In February, we ended a three-year program focused on leveraging technology to address gender-based violence in Haiti. We ended the program with a bang, hosting an inspiring & fast paced-hackathin in Port-au-Prince that has now been replicated by local tech students. By the end of the month, we fully transitioned the technical and managerial tasks to the hands of our partner, Haitian women’s organization KOFAVIV. This fall we’re releasing our report on our work in Haiti, alongside recommendations for incorporating technology into international development & human rights programs. We’re excited to use the report as a tool to inspire others to take a holistic approach to integrating technology into community development programs. Today, we’ll also be reporting back on our Haiti program at the Clinton Global Initiative annual meeting – check out the livestream on the morning plenary "Women Decision-Makers in the Global Economy."

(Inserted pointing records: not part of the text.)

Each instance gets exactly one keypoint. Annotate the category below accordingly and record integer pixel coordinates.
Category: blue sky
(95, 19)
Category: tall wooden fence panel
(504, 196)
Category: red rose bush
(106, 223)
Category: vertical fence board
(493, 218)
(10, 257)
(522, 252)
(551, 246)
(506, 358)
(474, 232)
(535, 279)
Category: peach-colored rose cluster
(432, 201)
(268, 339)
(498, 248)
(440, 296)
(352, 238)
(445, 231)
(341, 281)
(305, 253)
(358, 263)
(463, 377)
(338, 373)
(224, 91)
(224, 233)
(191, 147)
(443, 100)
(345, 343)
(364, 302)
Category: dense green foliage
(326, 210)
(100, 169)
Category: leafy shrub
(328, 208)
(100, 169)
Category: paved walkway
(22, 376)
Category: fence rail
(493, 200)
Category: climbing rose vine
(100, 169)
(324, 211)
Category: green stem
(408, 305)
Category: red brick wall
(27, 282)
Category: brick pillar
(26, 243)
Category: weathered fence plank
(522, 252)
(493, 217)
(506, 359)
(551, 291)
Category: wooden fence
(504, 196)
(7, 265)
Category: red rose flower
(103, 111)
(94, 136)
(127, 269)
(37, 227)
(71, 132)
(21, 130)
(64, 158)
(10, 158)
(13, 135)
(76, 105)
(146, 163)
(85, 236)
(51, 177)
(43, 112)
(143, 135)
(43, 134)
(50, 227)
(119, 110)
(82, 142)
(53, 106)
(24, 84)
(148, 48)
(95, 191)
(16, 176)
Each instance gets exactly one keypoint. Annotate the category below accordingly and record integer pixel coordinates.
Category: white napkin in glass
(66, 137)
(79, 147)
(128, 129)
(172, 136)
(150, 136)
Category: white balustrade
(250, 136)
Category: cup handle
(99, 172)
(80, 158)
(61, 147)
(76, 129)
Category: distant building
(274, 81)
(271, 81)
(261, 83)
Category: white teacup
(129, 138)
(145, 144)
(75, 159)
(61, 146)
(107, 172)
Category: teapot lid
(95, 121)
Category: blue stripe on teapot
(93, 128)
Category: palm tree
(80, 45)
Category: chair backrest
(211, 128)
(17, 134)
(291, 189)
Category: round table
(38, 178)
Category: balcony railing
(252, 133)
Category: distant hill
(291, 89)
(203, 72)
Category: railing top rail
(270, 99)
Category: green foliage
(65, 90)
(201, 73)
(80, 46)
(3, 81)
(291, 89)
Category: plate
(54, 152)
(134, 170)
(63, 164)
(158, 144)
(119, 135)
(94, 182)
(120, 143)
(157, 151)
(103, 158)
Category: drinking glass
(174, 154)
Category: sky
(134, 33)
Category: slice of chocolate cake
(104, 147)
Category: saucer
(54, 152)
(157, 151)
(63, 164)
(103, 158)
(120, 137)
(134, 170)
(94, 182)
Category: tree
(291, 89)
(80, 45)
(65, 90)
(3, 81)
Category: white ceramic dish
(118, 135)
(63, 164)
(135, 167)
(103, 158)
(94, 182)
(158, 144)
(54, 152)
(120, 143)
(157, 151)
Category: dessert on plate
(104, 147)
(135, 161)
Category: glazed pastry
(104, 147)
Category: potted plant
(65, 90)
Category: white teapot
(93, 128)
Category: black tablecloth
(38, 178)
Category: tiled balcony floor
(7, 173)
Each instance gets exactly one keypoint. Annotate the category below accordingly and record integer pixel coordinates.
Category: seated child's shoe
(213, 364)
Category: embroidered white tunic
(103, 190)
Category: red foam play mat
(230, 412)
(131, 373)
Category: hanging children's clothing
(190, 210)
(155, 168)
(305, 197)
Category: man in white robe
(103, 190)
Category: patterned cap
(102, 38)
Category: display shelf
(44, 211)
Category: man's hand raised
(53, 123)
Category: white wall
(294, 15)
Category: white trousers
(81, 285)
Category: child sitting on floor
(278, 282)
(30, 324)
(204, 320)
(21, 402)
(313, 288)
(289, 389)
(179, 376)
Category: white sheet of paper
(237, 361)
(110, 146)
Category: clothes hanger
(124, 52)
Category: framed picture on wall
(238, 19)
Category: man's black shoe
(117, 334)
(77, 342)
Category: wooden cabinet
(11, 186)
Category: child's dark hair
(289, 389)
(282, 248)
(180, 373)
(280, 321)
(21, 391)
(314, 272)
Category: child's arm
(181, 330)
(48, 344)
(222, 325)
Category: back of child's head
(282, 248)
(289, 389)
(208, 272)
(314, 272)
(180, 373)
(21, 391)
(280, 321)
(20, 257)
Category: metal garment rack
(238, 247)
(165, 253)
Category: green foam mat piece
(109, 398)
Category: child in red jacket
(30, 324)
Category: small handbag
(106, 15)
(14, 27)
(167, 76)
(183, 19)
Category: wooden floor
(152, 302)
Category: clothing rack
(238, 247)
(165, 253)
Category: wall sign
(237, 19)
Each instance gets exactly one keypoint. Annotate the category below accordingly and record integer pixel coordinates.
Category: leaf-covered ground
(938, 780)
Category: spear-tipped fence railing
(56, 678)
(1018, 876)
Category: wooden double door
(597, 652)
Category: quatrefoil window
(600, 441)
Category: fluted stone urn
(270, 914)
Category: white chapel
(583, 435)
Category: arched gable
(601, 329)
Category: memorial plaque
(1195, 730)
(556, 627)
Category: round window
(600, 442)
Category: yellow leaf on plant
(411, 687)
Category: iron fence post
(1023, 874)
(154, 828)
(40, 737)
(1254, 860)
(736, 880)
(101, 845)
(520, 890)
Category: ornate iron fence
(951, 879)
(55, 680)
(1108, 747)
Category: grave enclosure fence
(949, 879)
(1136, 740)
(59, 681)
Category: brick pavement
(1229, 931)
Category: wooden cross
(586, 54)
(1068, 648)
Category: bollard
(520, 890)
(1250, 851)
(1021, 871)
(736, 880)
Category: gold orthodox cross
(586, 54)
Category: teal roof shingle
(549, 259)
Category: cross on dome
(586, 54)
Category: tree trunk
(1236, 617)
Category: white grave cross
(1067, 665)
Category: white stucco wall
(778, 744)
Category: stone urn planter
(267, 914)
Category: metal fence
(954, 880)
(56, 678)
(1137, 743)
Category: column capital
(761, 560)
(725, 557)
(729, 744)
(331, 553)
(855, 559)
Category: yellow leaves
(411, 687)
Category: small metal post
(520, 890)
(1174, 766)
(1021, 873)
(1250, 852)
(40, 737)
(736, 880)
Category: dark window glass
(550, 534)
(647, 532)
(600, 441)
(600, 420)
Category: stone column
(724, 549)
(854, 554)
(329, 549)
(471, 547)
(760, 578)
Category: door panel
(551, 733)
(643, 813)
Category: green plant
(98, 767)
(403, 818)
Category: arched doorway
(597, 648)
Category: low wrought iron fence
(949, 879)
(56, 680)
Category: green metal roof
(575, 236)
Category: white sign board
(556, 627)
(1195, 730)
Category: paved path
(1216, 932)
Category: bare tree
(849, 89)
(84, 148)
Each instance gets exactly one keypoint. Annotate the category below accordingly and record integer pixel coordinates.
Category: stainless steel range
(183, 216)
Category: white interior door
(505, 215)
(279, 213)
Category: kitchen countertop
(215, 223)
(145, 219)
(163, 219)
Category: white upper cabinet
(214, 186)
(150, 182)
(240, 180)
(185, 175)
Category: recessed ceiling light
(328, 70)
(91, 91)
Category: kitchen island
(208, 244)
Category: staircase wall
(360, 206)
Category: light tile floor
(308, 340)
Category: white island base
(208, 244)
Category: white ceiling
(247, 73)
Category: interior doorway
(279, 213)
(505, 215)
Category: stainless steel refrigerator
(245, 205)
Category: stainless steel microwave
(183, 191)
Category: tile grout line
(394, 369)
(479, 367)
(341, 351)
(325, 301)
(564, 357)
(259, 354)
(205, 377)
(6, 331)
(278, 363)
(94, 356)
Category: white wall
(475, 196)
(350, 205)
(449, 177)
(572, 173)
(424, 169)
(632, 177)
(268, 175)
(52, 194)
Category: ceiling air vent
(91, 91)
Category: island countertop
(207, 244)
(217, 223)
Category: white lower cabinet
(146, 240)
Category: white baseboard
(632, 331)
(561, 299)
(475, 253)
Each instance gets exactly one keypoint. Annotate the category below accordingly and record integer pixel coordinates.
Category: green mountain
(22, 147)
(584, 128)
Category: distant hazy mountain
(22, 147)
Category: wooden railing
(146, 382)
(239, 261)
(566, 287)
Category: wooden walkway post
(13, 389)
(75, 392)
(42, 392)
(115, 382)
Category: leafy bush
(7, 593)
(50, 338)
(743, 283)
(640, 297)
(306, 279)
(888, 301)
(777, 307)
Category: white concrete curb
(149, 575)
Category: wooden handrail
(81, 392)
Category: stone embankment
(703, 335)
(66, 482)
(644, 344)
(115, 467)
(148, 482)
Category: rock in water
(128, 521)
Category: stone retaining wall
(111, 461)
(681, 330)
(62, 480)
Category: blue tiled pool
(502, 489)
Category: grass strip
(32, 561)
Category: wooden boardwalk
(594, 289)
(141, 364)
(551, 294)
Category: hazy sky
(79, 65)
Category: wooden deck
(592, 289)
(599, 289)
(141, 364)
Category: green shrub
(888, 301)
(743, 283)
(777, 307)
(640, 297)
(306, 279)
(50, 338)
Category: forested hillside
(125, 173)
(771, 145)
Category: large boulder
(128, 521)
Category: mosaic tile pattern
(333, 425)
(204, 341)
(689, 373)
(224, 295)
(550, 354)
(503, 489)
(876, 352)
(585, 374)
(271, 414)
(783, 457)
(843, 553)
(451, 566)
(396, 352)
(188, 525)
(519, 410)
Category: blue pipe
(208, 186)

Even as our work in Haiti has been winding down, our work addressing environmental issues with indigenous communities is ramping up. Our main focus this year has been piloting a new initative thanks to support from the Knight News Challenge. Our project, Remote Access, is a mobile toolkit to empower groups in remote areas to share critical human rights and environmental information. We’re piloting Remote Access with indigenous groups who are taking on oil contamination in the northern Peruvian Amazon. We’ll be writing more about it soon; in the meantime, take this photographic journey to meet our partners and see the oil contamination for yourself.
In addition to tool building for Remote Access, we are continuing to support grassroots community mapping, primarily in Peru, Guyana & Chiapas, Mexico. At the request of our Peruvian partners we are also looking to do trainings specifically for indigenous women to do monitoring in their communities, and we just announced a new initiative to build a remote sensing application to help local groups better monitor for illegal logging and mining in Guyana, thanks to a Google Earth Outreach Developer Grant. We’re also partnering with more established groups in the human rights space in order to amplify our impact much further than we could do alone.
As we move forward with our programs this fall, you can expect to see more frequent updates, including from Gregor about the tech details. We’re still figuring out essential infrastructure questions – like how to keep operations going when we’re doing so much programming in the outer world. But we’re approaching these questions with an open mind, and we’re having refreshingly honest conversations with fellow NGOs in the tech for civic good space. We know some pretty amazing things can be accomplished through partnership, and we’re excited to apply that to our structure and backend needs just like we’ve helped create innovative systems that last for our partners around the globe.